ON HIS WAY out of the Watergate to meet Greene, Lucas ran into a plainclothes security man for the hotel, an ex-cop named Jeff Toomes, who he’d met during his last stay at the Watergate, during which there’d been a firefight outside Lucas’s hotel room.

“That was a hell of a thing,” Toomes said as they shook hands. “Man, the shit got thick after the shooting upstairs. We had the FBI, the Secret Service, the DC cops up our ass for freakin’ weeks. Then I read about marshals involved in those shootings over in Virginia, and I figured that was you.”

“Yeah, I was there,” Lucas said. He lied a little: “We never did get the shooter, though.”

The shooter was dead, though not at the hands of the cops.

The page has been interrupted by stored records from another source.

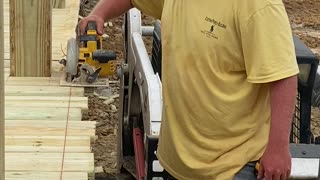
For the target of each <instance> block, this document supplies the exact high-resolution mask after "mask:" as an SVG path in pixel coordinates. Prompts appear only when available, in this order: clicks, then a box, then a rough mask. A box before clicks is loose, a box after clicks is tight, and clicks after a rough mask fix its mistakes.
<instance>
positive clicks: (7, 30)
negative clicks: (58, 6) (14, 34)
mask: <svg viewBox="0 0 320 180" xmlns="http://www.w3.org/2000/svg"><path fill="white" fill-rule="evenodd" d="M56 1H61V0H56ZM4 6H5V7H4V10H5V11H4V17H5V19H4V25H5V26H4V29H5V34H4V37H5V45H6V46H5V59H10V42H9V41H10V39H9V37H10V34H9V32H10V30H9V29H10V28H9V26H10V23H9V22H10V20H9V1H8V2H7V3H5V4H4ZM65 6H66V7H65V9H52V30H51V31H52V37H53V38H52V59H53V60H60V59H61V58H63V57H64V55H63V52H62V50H61V49H63V50H64V52H66V46H67V40H68V39H69V38H71V37H75V32H74V29H75V27H76V24H77V22H78V12H79V0H68V1H66V5H65ZM61 47H62V48H61Z"/></svg>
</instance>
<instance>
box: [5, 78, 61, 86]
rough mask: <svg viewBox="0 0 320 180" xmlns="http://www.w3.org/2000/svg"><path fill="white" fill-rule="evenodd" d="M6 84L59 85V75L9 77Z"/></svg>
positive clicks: (59, 85) (57, 85)
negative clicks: (53, 75)
mask: <svg viewBox="0 0 320 180" xmlns="http://www.w3.org/2000/svg"><path fill="white" fill-rule="evenodd" d="M6 85H16V86H60V77H9V78H8V80H7V81H6Z"/></svg>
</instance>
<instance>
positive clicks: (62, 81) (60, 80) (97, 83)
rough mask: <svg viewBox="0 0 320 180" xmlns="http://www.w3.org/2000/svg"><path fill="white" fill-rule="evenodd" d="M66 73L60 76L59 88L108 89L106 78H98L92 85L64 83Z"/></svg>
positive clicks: (89, 83)
mask: <svg viewBox="0 0 320 180" xmlns="http://www.w3.org/2000/svg"><path fill="white" fill-rule="evenodd" d="M66 75H67V74H66V72H64V73H63V74H62V75H61V79H60V86H62V87H109V79H108V78H98V79H97V80H96V81H95V82H93V83H74V82H67V81H66V79H67V78H66Z"/></svg>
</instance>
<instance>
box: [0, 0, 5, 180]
mask: <svg viewBox="0 0 320 180" xmlns="http://www.w3.org/2000/svg"><path fill="white" fill-rule="evenodd" d="M3 14H4V13H3V0H0V180H4V173H5V168H4V164H5V162H4V161H5V158H4V145H5V138H4V136H5V135H4V75H5V74H4V40H3V39H4V36H3V34H4V30H3Z"/></svg>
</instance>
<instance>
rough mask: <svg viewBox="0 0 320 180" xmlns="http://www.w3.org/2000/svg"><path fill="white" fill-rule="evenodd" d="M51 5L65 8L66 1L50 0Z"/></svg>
mask: <svg viewBox="0 0 320 180" xmlns="http://www.w3.org/2000/svg"><path fill="white" fill-rule="evenodd" d="M52 7H53V8H65V7H66V1H65V0H52Z"/></svg>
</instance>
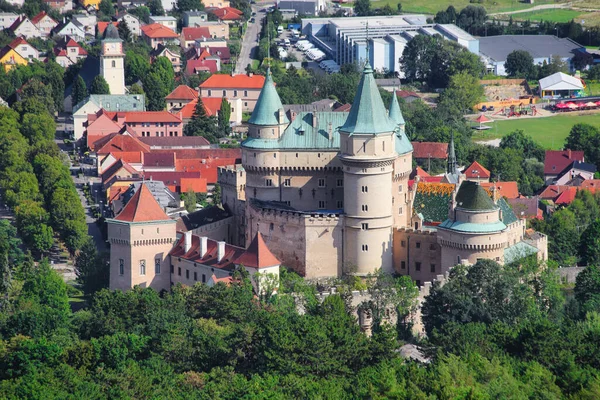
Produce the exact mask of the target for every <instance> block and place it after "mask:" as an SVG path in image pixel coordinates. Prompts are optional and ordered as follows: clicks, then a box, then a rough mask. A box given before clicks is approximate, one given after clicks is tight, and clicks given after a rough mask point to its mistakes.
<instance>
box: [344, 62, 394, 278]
mask: <svg viewBox="0 0 600 400" xmlns="http://www.w3.org/2000/svg"><path fill="white" fill-rule="evenodd" d="M396 130H397V123H396V122H394V121H392V120H391V119H390V118H389V116H388V113H387V112H386V109H385V107H384V105H383V101H382V100H381V96H380V95H379V90H378V88H377V84H376V83H375V78H374V77H373V69H372V68H371V66H370V65H369V64H368V63H367V64H366V65H365V68H364V71H363V74H362V78H361V81H360V84H359V86H358V90H357V92H356V97H355V98H354V102H353V103H352V108H351V110H350V113H349V115H348V118H347V119H346V122H345V124H344V125H343V126H342V127H341V128H340V130H339V131H340V153H339V158H340V160H341V162H342V164H343V171H344V213H345V214H346V217H345V229H344V271H345V273H350V274H356V275H366V274H369V273H372V272H374V271H375V270H377V269H379V268H381V269H382V270H383V271H386V272H393V265H392V226H393V216H392V197H393V196H392V176H393V172H394V161H395V160H396V159H397V158H398V154H397V153H396Z"/></svg>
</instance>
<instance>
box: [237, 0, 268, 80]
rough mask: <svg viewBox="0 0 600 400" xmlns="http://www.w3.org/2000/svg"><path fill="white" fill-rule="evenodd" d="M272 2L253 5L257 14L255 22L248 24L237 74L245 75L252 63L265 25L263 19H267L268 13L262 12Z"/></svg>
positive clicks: (254, 21)
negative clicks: (253, 56)
mask: <svg viewBox="0 0 600 400" xmlns="http://www.w3.org/2000/svg"><path fill="white" fill-rule="evenodd" d="M271 4H272V2H269V3H262V4H253V5H252V11H253V12H255V13H256V15H255V16H253V18H254V22H248V25H247V26H248V28H247V29H246V32H245V34H244V39H243V40H242V46H241V48H240V56H239V57H238V60H237V62H236V64H235V70H234V72H235V73H236V74H245V73H246V67H247V66H248V64H251V63H252V54H253V53H254V51H255V49H256V47H258V40H257V39H258V35H259V34H260V29H261V26H262V23H263V18H265V15H266V13H264V12H263V11H260V10H262V9H264V8H265V7H268V5H271Z"/></svg>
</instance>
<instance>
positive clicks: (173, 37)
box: [141, 23, 179, 49]
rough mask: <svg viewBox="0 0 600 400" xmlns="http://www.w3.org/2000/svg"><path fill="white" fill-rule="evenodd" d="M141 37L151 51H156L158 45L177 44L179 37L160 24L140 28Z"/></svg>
mask: <svg viewBox="0 0 600 400" xmlns="http://www.w3.org/2000/svg"><path fill="white" fill-rule="evenodd" d="M141 30H142V37H143V38H144V40H145V41H146V43H148V45H150V46H151V47H152V48H153V49H156V48H157V47H158V45H159V44H163V45H167V44H177V43H178V38H179V35H177V34H176V33H175V32H174V31H173V30H172V29H169V28H167V27H165V26H164V25H161V24H157V23H154V24H149V25H144V26H142V28H141Z"/></svg>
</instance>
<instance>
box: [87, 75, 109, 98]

“Can’t win them all, brother,” Toomes said. “Listen, if you need anything . . .”



* * *





THEY TALKED FOR ANOTHER MINUTE OR SO, then Lucas left, heading for Maryland and his meeting with Greene. Ten minutes later, he got a call from an unknown number, but with a 202 Washington area code.

“Davenport.”

“Lucas? This is Jeff Toomes, again, from the Watergate. I got your number through the reservation system.”

“Yeah, what’s up?”

“Maybe nothing, maybe something,” Toomes said. “I’d been walking around the garage for ten minutes or so when I ran into you. A couple cars came and went, but nothing unusual. I was in the stairwell when you drove out and I heard a car engine crank right as you were leaving, but I hadn’t seen anybody going to their car. I stuck my head back out and there was a car leaving, moving fast. A dark blue Toyota RAV4. I got a feeling about it. Like he’d been waiting in his car for you to leave and he was hurrying to catch up.”